1.9.15

Vida tanta

The Horrors, “Still Life”, in https://www.youtube.com/watch?v=sJQk0jDZx8o
O navio sacudido pelo mar enraivecido. Vacila, entre as vagas alteradas. A água do mar é cuspida contra o convés, varrendo-o de um lado ao outro. A noite está medonha, a condizer com a tempestade – como se fosse ainda mais assustadoramente escura. Entre o vai e vem do mar convulsivo, parece que o navio fundeia nas profundezas do mar quando desce dos contrafortes de uma onda maior.
O silvo do vento iracundo soa a um murmúrio dos diabos que entra pelos ouvidos e fica a percutir constantemente nas ideias. Mas não há tempo para sondar sobressaltos estes. A empreitada de salvar o navio vem agarrada ao peito. O comandante mede a sua destreza. Toma o leme do navio enquanto tem um olho no radar que mostra os humores da tempestade e o outro tenta ler a dimensão das ondas. Os marinheiros não escondem o temor; por mais que seja a tarimba dos mares, não esquecem o rol de histórias de naufrágios ou de navios desaparecidos, engolidos por uma tempestade inominável. Todavia, não capitulam. Metem mãos à obra.
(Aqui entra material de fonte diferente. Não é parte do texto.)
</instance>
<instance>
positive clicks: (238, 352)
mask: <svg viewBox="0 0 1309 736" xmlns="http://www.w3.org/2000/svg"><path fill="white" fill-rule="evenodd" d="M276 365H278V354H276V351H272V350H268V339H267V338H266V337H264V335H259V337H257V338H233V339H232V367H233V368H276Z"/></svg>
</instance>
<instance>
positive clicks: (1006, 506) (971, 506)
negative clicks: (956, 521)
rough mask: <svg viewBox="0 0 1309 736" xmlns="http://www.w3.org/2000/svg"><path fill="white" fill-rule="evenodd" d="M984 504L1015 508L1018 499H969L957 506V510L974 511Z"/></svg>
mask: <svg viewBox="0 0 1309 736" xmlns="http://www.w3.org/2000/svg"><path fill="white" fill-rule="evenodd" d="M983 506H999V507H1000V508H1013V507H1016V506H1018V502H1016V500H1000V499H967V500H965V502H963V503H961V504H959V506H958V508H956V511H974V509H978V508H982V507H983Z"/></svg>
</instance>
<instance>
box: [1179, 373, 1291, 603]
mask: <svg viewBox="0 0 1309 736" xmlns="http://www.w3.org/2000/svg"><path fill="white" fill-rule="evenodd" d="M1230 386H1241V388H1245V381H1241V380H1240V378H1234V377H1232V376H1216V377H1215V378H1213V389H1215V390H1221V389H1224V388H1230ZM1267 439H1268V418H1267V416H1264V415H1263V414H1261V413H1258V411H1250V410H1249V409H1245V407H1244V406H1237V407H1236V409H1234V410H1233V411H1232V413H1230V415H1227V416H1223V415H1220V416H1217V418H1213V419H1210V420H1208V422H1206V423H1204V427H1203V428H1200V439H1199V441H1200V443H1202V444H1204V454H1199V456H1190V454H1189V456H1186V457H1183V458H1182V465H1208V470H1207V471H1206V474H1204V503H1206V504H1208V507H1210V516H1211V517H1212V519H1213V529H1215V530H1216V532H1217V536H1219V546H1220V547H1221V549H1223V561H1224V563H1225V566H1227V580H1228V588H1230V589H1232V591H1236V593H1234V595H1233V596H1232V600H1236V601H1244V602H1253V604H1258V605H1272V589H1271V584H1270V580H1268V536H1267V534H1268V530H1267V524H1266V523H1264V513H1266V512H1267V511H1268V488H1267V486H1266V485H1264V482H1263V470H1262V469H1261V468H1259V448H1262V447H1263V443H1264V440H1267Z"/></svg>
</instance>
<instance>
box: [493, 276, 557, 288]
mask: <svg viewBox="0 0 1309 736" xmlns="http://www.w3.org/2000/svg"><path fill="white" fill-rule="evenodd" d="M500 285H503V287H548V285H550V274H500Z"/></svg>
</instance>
Cada par de braços faz comandita para derrotar os fantasmas que se sopesam na forma de uma tempestade que desarranjou os mares. Não querem ficar reféns dos mares. Não querem, menos ainda, que as profundezas dos mares sejam a sua sepultura. Não perguntam onde foram arranjar forças, eles que já não dormem há mais de um dia depois de uma noite tão escura passada em branco. Não têm tempo para essas interrogações. A empreitada não deixa tempo se não para serem combatentes contra a tempestade que adulterou os mares sulcados pelo navio.
Eles sabem que a tempestade, por tão duradoura e violenta, pode causar danos estruturais no navio. Sabem que há um quinhão da empreitada que está à mercê do sortilégio. E sabem que estão à mercê dos acasos. Tudo o que querem é que aquele pleito não termine com o ocaso do navio, que seria o ocaso de todos eles. Continuam de pé, molhados até aos ossos, tiritando de frio apesar do suor. Porque sabem que a vida vale mais do que todos os sobressaltos que possam adejar. E, por isso, vão buscar forças ao mais fundo de si mesmos. Pois sabem que o céu azul há de despontar entre o teto plúmbeo de nuvens que descarrega toda aquela ira sobre o navio.
Um lampejo de sol selará o triunfo sobre os malditos diabos que os queriam arregimentar. Nessa altura, nas suas preces, enquanto agradecem aos deuses dos mares por os terem poupado, prometerão não voltar a ser embarcadiços. Até se esquecerem da promessa e voltarem a ser cidadãos dos mares.